The Knock apparition was just people looking at a sight they considered unusual if not miraculous. In other apparitions, the witnesses go into a state of ecstatic joy and a trance. This might be significant. Or it might not be. The Bible speaks of great joy during visions from Heaven but never mentions the witnesses going into trances. It does condemn Mediums and mediums go into trances and ecstatic states to have visions.
Even false apparitions are followed by what are described as good fruits. The fruits will be healings and conversions. The only real way to be sure an apparition is authentic and from God is if miracle cures take place. Not all healings are to be considered miracles. There could be a natural explanation. Not a single proven miracle cure has been reported at Knock. In fairness to the Church, it has not declared any cure authentically miraculous. This contrasts with Lourdes where the Church has declared a number of healings to be miraculous and scientifically inexplicable. It does not inspire confidence that the Knock apparition was really from God.

A Marion Carroll admits to deceiving her family about her MS and how bad it was. She claimed she was cured at Knock. The sceptic says she might have lied about the cure. Believers say that her deception of her family was understandable and does not prove she would lie about a cure.
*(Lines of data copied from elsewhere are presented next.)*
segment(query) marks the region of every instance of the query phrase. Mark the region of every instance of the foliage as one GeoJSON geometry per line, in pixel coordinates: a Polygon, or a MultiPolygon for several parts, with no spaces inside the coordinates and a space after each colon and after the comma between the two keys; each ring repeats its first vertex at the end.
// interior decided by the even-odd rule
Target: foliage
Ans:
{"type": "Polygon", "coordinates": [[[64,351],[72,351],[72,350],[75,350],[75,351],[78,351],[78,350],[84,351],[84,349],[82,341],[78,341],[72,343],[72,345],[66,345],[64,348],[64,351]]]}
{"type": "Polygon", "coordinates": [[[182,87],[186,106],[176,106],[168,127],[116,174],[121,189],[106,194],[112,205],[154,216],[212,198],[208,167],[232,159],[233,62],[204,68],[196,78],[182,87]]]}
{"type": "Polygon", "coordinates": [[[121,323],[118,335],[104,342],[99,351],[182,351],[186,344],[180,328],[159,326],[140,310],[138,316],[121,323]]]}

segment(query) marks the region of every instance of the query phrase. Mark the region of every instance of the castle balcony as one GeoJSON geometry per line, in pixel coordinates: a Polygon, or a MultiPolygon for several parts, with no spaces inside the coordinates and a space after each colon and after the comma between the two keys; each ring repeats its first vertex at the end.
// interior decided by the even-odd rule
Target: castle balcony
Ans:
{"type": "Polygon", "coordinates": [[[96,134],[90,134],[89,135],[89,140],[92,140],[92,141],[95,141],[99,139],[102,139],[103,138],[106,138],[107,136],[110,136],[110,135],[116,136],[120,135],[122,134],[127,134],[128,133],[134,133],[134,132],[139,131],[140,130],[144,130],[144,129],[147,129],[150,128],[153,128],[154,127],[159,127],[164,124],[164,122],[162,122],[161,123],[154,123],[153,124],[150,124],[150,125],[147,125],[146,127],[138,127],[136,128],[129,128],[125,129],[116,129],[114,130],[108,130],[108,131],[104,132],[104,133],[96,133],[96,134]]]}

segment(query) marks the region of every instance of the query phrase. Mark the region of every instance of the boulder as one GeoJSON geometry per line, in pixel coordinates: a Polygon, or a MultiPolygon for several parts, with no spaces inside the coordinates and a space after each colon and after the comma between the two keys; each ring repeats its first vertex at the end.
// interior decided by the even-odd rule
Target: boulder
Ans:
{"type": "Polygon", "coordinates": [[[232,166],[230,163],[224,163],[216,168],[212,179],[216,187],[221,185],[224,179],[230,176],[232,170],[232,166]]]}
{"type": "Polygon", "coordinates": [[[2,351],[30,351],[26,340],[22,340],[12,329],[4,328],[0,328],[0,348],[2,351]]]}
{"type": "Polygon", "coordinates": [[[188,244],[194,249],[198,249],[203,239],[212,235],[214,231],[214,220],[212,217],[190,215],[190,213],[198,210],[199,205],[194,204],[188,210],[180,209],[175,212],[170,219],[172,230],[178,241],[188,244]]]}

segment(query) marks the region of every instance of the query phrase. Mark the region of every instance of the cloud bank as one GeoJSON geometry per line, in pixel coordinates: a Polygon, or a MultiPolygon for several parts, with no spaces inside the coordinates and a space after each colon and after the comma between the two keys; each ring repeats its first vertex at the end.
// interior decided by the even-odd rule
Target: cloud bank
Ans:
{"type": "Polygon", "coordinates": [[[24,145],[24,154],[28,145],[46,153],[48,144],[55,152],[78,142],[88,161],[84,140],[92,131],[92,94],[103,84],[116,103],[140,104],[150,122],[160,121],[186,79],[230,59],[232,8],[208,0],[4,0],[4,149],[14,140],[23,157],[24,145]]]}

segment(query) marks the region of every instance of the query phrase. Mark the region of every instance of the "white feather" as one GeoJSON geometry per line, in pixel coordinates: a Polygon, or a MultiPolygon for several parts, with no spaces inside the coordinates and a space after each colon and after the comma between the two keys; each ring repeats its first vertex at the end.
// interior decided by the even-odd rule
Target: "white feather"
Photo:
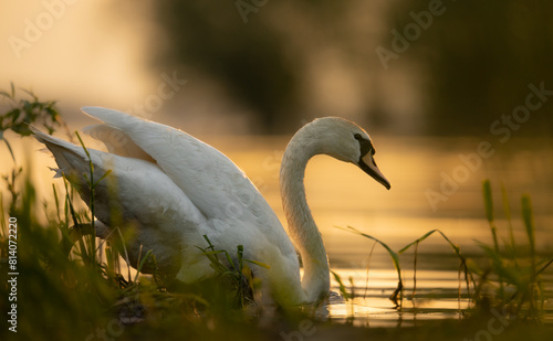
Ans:
{"type": "MultiPolygon", "coordinates": [[[[244,258],[268,264],[270,269],[251,267],[262,279],[264,292],[280,305],[315,301],[327,295],[326,253],[305,201],[303,174],[316,153],[361,161],[365,154],[361,156],[355,136],[369,141],[363,129],[340,118],[320,119],[302,128],[286,148],[281,188],[290,231],[303,256],[301,279],[296,253],[276,215],[229,158],[165,125],[98,107],[84,107],[83,111],[103,122],[86,130],[109,150],[88,149],[95,179],[112,171],[96,189],[96,217],[109,226],[112,209],[118,205],[124,220],[137,224],[131,253],[136,254],[143,244],[144,249],[153,249],[160,267],[190,283],[211,273],[207,257],[196,247],[207,246],[202,238],[207,235],[217,249],[234,255],[237,246],[243,245],[244,258]],[[114,146],[114,136],[125,142],[114,146]],[[109,183],[117,185],[116,202],[109,198],[109,183]]],[[[83,149],[34,132],[52,151],[59,168],[84,182],[88,161],[83,149]]],[[[80,194],[88,202],[86,190],[80,194]]]]}

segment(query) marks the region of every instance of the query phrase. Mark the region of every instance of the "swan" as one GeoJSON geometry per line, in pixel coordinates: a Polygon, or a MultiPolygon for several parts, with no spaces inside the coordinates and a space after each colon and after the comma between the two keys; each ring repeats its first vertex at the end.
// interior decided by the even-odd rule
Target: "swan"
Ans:
{"type": "Polygon", "coordinates": [[[275,213],[223,153],[158,122],[101,107],[82,110],[101,121],[84,130],[103,141],[108,152],[87,148],[88,160],[82,147],[33,128],[35,139],[58,163],[56,175],[63,172],[76,179],[79,193],[88,204],[90,161],[95,181],[111,170],[94,190],[96,236],[107,237],[117,224],[112,212],[118,212],[122,221],[135,226],[135,236],[127,243],[129,262],[136,264],[142,246],[156,256],[159,271],[185,284],[212,275],[209,259],[198,249],[208,246],[207,236],[216,249],[234,255],[237,245],[243,245],[244,258],[268,265],[252,264],[251,270],[262,280],[262,296],[278,305],[324,299],[330,292],[330,269],[305,198],[307,161],[328,154],[356,164],[390,188],[376,166],[373,142],[361,127],[337,117],[303,126],[290,140],[280,170],[289,233],[303,262],[301,277],[298,254],[275,213]]]}

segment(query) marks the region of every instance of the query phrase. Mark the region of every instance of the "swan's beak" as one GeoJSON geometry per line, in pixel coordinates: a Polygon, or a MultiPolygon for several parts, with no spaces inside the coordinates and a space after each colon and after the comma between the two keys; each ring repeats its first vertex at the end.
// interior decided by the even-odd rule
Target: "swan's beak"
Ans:
{"type": "Polygon", "coordinates": [[[364,157],[359,158],[358,162],[359,168],[373,179],[382,183],[387,190],[390,189],[390,184],[388,179],[384,177],[384,174],[380,172],[378,167],[376,166],[375,158],[373,157],[373,153],[367,152],[364,157]]]}

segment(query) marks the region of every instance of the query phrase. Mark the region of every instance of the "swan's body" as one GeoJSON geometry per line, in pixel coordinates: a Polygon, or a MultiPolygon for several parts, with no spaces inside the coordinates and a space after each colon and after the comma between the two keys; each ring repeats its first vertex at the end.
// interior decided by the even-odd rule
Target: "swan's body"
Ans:
{"type": "MultiPolygon", "coordinates": [[[[165,125],[119,111],[85,107],[105,122],[88,128],[109,152],[88,149],[94,179],[111,174],[95,189],[95,215],[103,223],[96,234],[106,236],[115,225],[113,206],[123,221],[133,221],[136,237],[127,245],[131,263],[143,249],[156,255],[159,270],[184,283],[211,275],[209,259],[196,247],[207,247],[208,236],[217,249],[236,254],[243,245],[267,294],[280,305],[313,302],[330,289],[328,263],[321,234],[305,200],[303,177],[310,158],[326,153],[358,164],[389,189],[374,162],[368,135],[353,122],[322,118],[304,126],[290,141],[281,167],[281,191],[290,226],[303,258],[304,276],[284,228],[253,183],[225,154],[198,139],[165,125]],[[114,138],[115,141],[114,141],[114,138]],[[111,184],[116,185],[114,200],[111,184]]],[[[54,154],[61,171],[82,182],[83,200],[90,193],[83,174],[88,159],[82,147],[35,130],[35,137],[54,154]]]]}

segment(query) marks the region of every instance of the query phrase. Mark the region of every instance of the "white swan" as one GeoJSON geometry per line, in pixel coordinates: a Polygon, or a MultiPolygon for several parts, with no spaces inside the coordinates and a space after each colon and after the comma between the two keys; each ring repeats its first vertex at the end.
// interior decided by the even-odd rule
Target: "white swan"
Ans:
{"type": "MultiPolygon", "coordinates": [[[[225,154],[186,132],[112,109],[84,107],[104,124],[86,128],[109,152],[88,149],[94,179],[111,174],[95,189],[96,234],[105,237],[114,222],[114,205],[124,221],[136,225],[136,239],[127,245],[136,264],[139,246],[152,249],[159,270],[192,283],[211,275],[209,260],[196,247],[207,235],[217,249],[244,258],[263,283],[263,295],[282,306],[313,302],[328,295],[330,271],[321,233],[305,199],[303,178],[307,161],[325,153],[357,164],[387,189],[378,170],[368,135],[336,117],[320,118],[301,128],[288,145],[281,166],[281,193],[289,232],[303,259],[304,275],[292,242],[276,215],[244,173],[225,154]],[[116,191],[109,190],[115,183],[116,191]],[[113,200],[114,192],[117,200],[113,200]],[[103,223],[103,224],[102,224],[103,223]]],[[[88,159],[82,147],[34,129],[35,138],[53,153],[59,172],[77,175],[80,194],[88,203],[85,184],[88,159]]]]}

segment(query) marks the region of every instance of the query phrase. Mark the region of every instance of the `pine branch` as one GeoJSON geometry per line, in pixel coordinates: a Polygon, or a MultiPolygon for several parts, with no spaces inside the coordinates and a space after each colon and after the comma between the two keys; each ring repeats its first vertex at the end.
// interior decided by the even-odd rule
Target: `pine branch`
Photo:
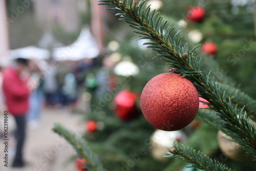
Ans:
{"type": "Polygon", "coordinates": [[[174,148],[169,151],[169,156],[166,157],[181,158],[193,164],[197,168],[207,171],[232,171],[224,164],[212,160],[209,157],[203,155],[192,148],[185,147],[178,142],[173,143],[174,148]]]}
{"type": "Polygon", "coordinates": [[[109,9],[120,12],[116,15],[137,30],[135,32],[140,35],[140,39],[150,40],[145,44],[158,53],[156,57],[163,57],[170,68],[178,69],[173,72],[186,77],[193,82],[202,97],[209,102],[212,109],[224,121],[223,127],[236,133],[227,135],[256,156],[256,132],[248,122],[246,112],[243,112],[244,108],[240,111],[238,104],[233,106],[231,98],[226,97],[226,90],[221,91],[220,85],[215,81],[214,77],[211,76],[210,73],[206,78],[202,74],[200,69],[200,58],[193,56],[193,51],[198,46],[190,51],[187,44],[181,47],[181,37],[177,37],[178,33],[171,38],[169,35],[174,27],[172,24],[167,26],[167,21],[162,24],[163,17],[155,10],[151,12],[150,6],[144,9],[146,4],[145,1],[140,1],[138,5],[133,0],[99,1],[103,3],[101,5],[114,7],[109,9]]]}
{"type": "Polygon", "coordinates": [[[68,130],[59,123],[55,123],[52,130],[64,137],[73,146],[79,158],[84,158],[87,160],[87,169],[93,171],[106,170],[84,140],[77,137],[75,133],[68,130]]]}

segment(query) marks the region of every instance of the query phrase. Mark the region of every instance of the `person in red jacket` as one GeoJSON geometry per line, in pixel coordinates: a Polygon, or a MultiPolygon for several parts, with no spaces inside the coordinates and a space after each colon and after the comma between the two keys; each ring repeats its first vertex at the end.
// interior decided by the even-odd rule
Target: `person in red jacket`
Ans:
{"type": "Polygon", "coordinates": [[[17,58],[14,63],[4,71],[3,91],[6,107],[15,118],[17,124],[16,151],[13,167],[23,167],[22,152],[26,137],[26,114],[29,109],[28,78],[24,79],[22,73],[28,65],[28,60],[17,58]]]}

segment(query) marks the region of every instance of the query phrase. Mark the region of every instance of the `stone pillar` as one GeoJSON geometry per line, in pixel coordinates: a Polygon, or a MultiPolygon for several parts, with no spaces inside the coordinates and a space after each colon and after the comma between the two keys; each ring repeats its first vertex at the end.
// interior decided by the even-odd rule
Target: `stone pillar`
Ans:
{"type": "Polygon", "coordinates": [[[10,62],[8,24],[5,1],[0,1],[0,66],[5,66],[10,62]]]}

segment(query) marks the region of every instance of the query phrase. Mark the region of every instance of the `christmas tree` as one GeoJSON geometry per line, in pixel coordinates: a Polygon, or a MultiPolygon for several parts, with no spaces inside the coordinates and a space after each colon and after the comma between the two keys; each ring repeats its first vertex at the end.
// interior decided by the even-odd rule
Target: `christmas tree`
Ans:
{"type": "MultiPolygon", "coordinates": [[[[229,56],[233,53],[233,51],[222,49],[225,46],[230,47],[233,51],[235,51],[236,48],[243,49],[239,48],[241,45],[245,45],[245,41],[251,40],[250,38],[253,33],[251,30],[253,28],[248,22],[246,23],[243,20],[245,13],[243,11],[238,13],[238,18],[241,20],[237,20],[236,18],[230,21],[230,18],[232,18],[231,15],[225,11],[218,10],[220,8],[231,9],[232,6],[229,1],[224,1],[221,4],[208,2],[207,5],[204,4],[204,10],[191,8],[187,14],[187,11],[185,11],[185,14],[187,15],[184,14],[185,18],[191,22],[188,24],[189,27],[185,28],[189,33],[186,34],[186,31],[183,33],[179,31],[179,27],[184,27],[184,24],[177,24],[180,22],[170,24],[167,21],[164,22],[164,17],[155,10],[152,10],[145,1],[137,2],[130,0],[102,0],[100,2],[102,5],[110,7],[109,9],[114,11],[120,20],[131,26],[139,39],[146,40],[144,44],[156,52],[153,64],[161,67],[143,68],[142,71],[140,71],[136,77],[119,77],[117,79],[120,82],[120,85],[122,85],[121,88],[109,89],[110,90],[109,96],[113,97],[118,94],[116,97],[117,98],[118,95],[121,96],[122,95],[124,96],[122,99],[125,100],[122,102],[122,97],[119,96],[118,99],[114,100],[115,107],[111,106],[112,103],[109,102],[113,101],[110,100],[111,98],[108,100],[106,96],[102,99],[100,98],[100,96],[99,98],[93,95],[91,101],[92,111],[90,114],[87,114],[87,119],[97,122],[96,124],[88,123],[90,133],[86,134],[83,138],[77,137],[75,134],[61,125],[57,124],[55,125],[53,130],[73,145],[77,153],[76,157],[86,159],[82,162],[83,164],[80,167],[80,169],[104,170],[105,168],[108,170],[182,170],[187,163],[169,158],[179,158],[190,163],[189,166],[192,165],[202,170],[243,170],[245,166],[247,169],[253,170],[255,168],[254,162],[238,163],[232,160],[228,160],[226,156],[235,161],[240,161],[243,160],[251,161],[256,156],[256,135],[254,122],[252,121],[255,118],[256,101],[242,91],[243,89],[248,92],[246,87],[238,89],[233,79],[226,75],[227,70],[236,72],[234,68],[228,67],[229,66],[238,66],[237,63],[239,60],[243,59],[239,56],[230,56],[225,59],[221,58],[219,56],[229,56]],[[214,6],[215,10],[207,7],[214,6]],[[203,10],[211,11],[211,13],[205,15],[205,11],[203,10]],[[206,17],[208,18],[208,22],[204,22],[206,17]],[[220,19],[220,18],[222,19],[220,19]],[[234,20],[236,22],[232,23],[232,25],[238,26],[234,26],[236,30],[233,30],[228,25],[229,23],[234,20]],[[240,28],[241,23],[243,27],[240,28]],[[245,30],[244,28],[248,30],[245,30]],[[194,39],[193,42],[191,38],[191,31],[196,29],[204,30],[205,37],[210,39],[210,41],[206,38],[199,40],[203,41],[202,42],[209,41],[202,46],[203,53],[199,46],[195,45],[197,43],[197,41],[194,39]],[[237,45],[232,44],[231,39],[223,40],[224,38],[222,37],[223,36],[236,36],[239,29],[245,32],[242,33],[242,35],[245,36],[248,35],[245,39],[236,41],[237,45]],[[215,34],[220,36],[215,36],[215,34]],[[217,50],[216,45],[222,48],[217,50]],[[220,52],[222,51],[225,52],[220,52]],[[160,58],[162,60],[160,60],[160,58]],[[163,60],[166,63],[166,65],[163,65],[163,60]],[[224,63],[221,67],[217,62],[221,61],[221,63],[224,63]],[[170,73],[167,73],[169,70],[170,73]],[[148,74],[145,74],[145,72],[148,74]],[[161,74],[162,73],[166,73],[161,74]],[[158,75],[159,74],[161,74],[158,75]],[[157,75],[157,79],[153,80],[154,77],[151,80],[143,89],[147,82],[157,75]],[[161,77],[158,77],[160,75],[161,77]],[[174,80],[174,81],[170,82],[170,80],[174,80]],[[127,85],[136,85],[139,82],[142,82],[143,86],[132,87],[127,85]],[[184,85],[188,86],[184,87],[184,85]],[[195,94],[194,88],[198,94],[195,94]],[[121,95],[121,93],[118,93],[124,89],[130,90],[126,90],[125,93],[121,92],[123,93],[121,95]],[[201,120],[203,123],[197,127],[196,123],[194,122],[183,129],[188,136],[187,140],[184,141],[184,144],[178,142],[182,141],[182,136],[176,136],[173,138],[175,141],[172,147],[167,150],[166,146],[166,151],[168,154],[163,154],[166,158],[159,160],[156,157],[157,155],[155,152],[160,152],[161,149],[157,147],[155,149],[155,145],[157,143],[158,146],[162,144],[159,141],[168,139],[169,135],[162,133],[157,142],[154,141],[154,135],[157,134],[156,132],[150,138],[155,129],[144,117],[140,117],[140,112],[137,109],[139,106],[139,101],[136,93],[130,91],[142,93],[141,107],[143,113],[150,123],[160,130],[175,131],[181,129],[191,122],[197,113],[196,119],[201,120]],[[177,93],[173,96],[174,92],[177,93]],[[200,109],[198,112],[199,97],[204,99],[200,100],[205,105],[203,108],[206,109],[200,109]],[[130,101],[127,99],[129,98],[132,102],[131,105],[127,107],[130,101]],[[170,100],[164,100],[166,98],[170,100]],[[177,103],[181,103],[181,105],[174,107],[177,103]],[[135,106],[134,109],[134,106],[135,106]],[[115,111],[113,111],[113,109],[115,111]],[[129,112],[132,109],[132,112],[129,112]],[[125,115],[135,114],[135,116],[131,118],[125,115]],[[189,115],[192,116],[188,116],[189,115]],[[99,128],[98,130],[96,130],[97,127],[99,128]],[[218,148],[216,146],[218,145],[218,130],[219,130],[218,134],[220,147],[225,156],[216,149],[218,148]],[[223,147],[223,145],[227,144],[228,147],[233,144],[231,155],[225,151],[229,149],[223,147]],[[153,155],[151,154],[151,151],[153,155]],[[97,154],[98,158],[95,157],[94,153],[97,154]],[[238,155],[240,156],[238,158],[236,157],[238,155]]],[[[190,4],[190,7],[196,5],[196,2],[193,3],[195,4],[190,4]]],[[[166,4],[166,7],[162,10],[164,13],[168,13],[165,10],[167,10],[169,6],[175,4],[170,2],[166,4]]],[[[182,4],[179,5],[185,6],[182,4]]],[[[187,6],[190,8],[190,7],[187,6]]],[[[170,15],[178,18],[181,15],[181,8],[173,7],[171,9],[173,11],[170,15]]],[[[169,19],[175,21],[173,18],[169,19]]],[[[252,44],[248,45],[250,46],[252,44]]],[[[246,47],[249,48],[249,47],[246,47]]],[[[128,48],[126,48],[125,49],[127,50],[128,48]]],[[[254,50],[251,49],[248,51],[253,54],[254,50]]],[[[125,52],[125,49],[122,53],[125,52]]],[[[243,51],[239,50],[237,52],[240,54],[243,51]]],[[[143,52],[138,53],[139,56],[140,53],[143,52]]],[[[140,58],[133,59],[136,62],[141,60],[140,58]]],[[[250,72],[247,70],[248,69],[240,65],[239,66],[245,74],[243,76],[246,76],[246,74],[248,73],[247,76],[249,76],[250,72]]],[[[255,70],[253,65],[248,68],[251,70],[255,70]]],[[[106,72],[109,75],[112,74],[110,70],[107,70],[106,72]]],[[[238,75],[236,78],[240,80],[241,78],[238,75]]],[[[253,82],[255,78],[253,77],[251,81],[253,82]]],[[[91,94],[95,93],[93,89],[90,91],[91,94]]],[[[254,93],[252,91],[251,94],[253,97],[254,93]]],[[[105,95],[107,94],[105,92],[102,94],[105,95]]],[[[174,135],[174,132],[169,133],[172,136],[174,135]]]]}

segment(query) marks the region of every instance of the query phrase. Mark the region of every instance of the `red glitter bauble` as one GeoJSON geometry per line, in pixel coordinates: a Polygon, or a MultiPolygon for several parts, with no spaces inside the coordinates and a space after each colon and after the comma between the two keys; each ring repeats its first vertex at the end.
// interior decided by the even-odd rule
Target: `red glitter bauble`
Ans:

They have it that if you lie for a good reason it does not prove that you would lie for a bad one. That is nonsense. Nobody lies just for a bad reason. They lie because they see good in lying. And if you would steal 10p off your father you could easily steal it from your mother too. What the believers and sceptics both should do is admit that she may have lied or may not and leave it at that instead of taking sides. It is the only fair and honest thing to do.